Howard Padmore, Division Deputy for Experimental Systems

 

padmoreAs the ALS Deputy for Experimental Systems, I oversee the Experimental Systems Group (ESG) with the help of the group deputies, Alastair MacDowell and Tony Warwick. The mission of the ESG is to assist researchers working on ESG-supported beamlines, to develop the technical infrastructure needed to carry out this work, and to help develop new applications of synchrotron radiation primarily through the development of new techniques. A particular focus of the group’s work is in x-ray microscopy and in the application of many techniques to the challenges in energy sciences.

In addition to maintaining and improving the performance of our present suite of beamlines, we have active programs that will add new capabilities in the next few years.

  • COSMIC:  This will be an EPU powered soft x-ray beamline, in the soon to be chicaned sector 7, that will support two endstations: one for coherent scattering and one for coherent imaging. The optical design is complete and we are about to start working with the engineering group on realization of this new state-of-the-art system for coherent soft x-ray experiments.
  • Nanosurveyor:  This is a new ptychographic microscope that will be on COSMIC and should give a resolution well beyond that achievable with conventional x-ray microscopy.  In this system, a diffraction pattern is recorded from two overlapping spots on the sample; the overlap provides a robust way to phase the diffraction pattern and recover a real-space image. A prototype of the microscope is now undergoing testing on BL 9.0.1, and using the BL 11 and 5.3.2.1 STXMs, testing of this modality is underway using present microscopes. Initial results indicate that sub-10 nm resolution will be achieved.
  • Optical metrology:  Beamlines depend on good optics, and for this we must qualify and adjust all optics we receive. This is done in our optical metrology lab. A new lab with temperature-controlled and clean conditions is under construction in the USB and should give us a major improvement in capability.
  • Improvement to existing beamlines: We have a medium-term plan to upgrade some of our older beamlines using state of the art optics (LUXOR project).
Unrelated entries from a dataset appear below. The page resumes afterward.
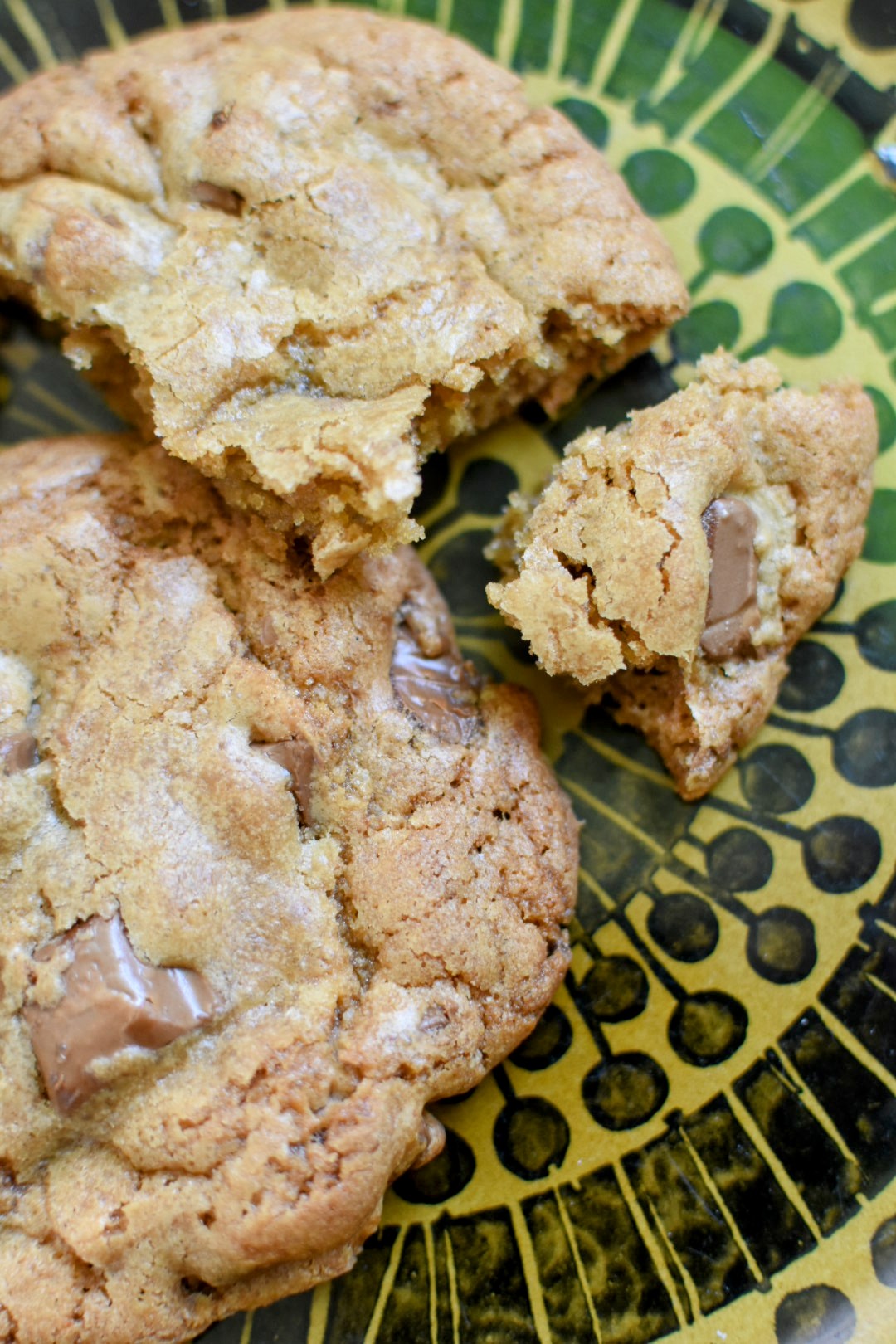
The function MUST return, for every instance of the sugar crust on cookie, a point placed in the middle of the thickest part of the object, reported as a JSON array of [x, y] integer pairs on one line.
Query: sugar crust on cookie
[[607, 572], [312, 246], [223, 754]]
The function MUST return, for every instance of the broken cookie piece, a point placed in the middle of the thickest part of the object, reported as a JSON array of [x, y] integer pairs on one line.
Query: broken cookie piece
[[109, 1001], [310, 247], [674, 561]]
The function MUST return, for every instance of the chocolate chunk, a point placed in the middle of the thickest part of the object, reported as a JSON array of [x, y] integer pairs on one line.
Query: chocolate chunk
[[434, 683], [296, 756], [17, 752], [733, 613], [110, 1001], [221, 197]]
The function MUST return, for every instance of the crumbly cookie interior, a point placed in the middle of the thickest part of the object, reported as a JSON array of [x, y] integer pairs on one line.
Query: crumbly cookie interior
[[312, 247], [215, 749]]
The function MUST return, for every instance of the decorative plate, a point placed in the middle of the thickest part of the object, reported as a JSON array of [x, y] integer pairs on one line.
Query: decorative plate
[[699, 1142]]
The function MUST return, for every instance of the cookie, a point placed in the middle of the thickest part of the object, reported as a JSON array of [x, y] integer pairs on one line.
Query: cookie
[[277, 871], [674, 562], [310, 247]]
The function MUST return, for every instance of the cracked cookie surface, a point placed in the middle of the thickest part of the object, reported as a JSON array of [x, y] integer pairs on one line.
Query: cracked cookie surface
[[277, 871], [309, 247], [674, 562]]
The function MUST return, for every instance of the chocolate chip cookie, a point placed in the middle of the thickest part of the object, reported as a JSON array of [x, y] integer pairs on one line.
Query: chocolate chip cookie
[[310, 247], [674, 562], [277, 871]]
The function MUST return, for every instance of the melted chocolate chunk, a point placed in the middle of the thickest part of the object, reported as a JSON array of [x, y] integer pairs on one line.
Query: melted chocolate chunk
[[733, 613], [296, 756], [17, 752], [110, 1001], [219, 197], [436, 684]]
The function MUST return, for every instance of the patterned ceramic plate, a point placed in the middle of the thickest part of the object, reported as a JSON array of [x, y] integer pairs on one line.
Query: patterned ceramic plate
[[699, 1140]]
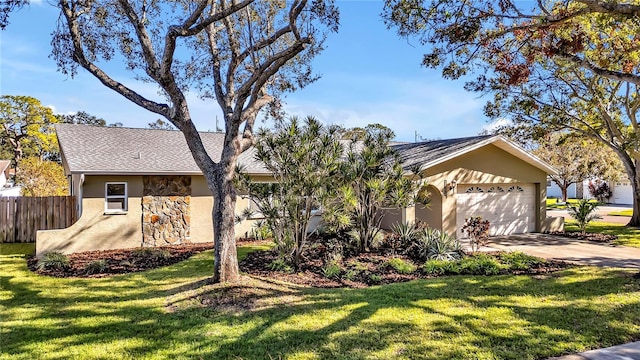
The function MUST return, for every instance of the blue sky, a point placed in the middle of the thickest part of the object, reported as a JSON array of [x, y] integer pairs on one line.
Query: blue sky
[[369, 75]]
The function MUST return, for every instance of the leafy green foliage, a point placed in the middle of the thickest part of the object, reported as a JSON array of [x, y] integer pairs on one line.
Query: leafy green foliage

This is a similar program to that successfully carried out on the protein crystallography beamlines a couple of years ago. We are awaiting funding so that a start can be made in this area.
  • Beamline upgrades and moves: We plan to move and upgrade beamline 11.3.1, the Chemical Crystallography Beamline.  This is ALS’s most productive beamline in terms of published output, but it is on a non-optimum source. Moving it to a superbend magnet will mean a factor of 1000 increase in flux density at the sample for small crystals. In collaboration with the Chemical Sciences Division, we  are also examining the opportunities for moving the existing BL 7.0 beamline to sector 9, to replace the coherent optics beamline. This will give new soft x-ray capabilities to the chemical dynamics group.

This is a small glimpse into the work of the Experimental Systems Group. The work of the group is only possible through the hard work and dedication of the group members who play a central role in keeping the ALS at the leading edge of synchrotron science.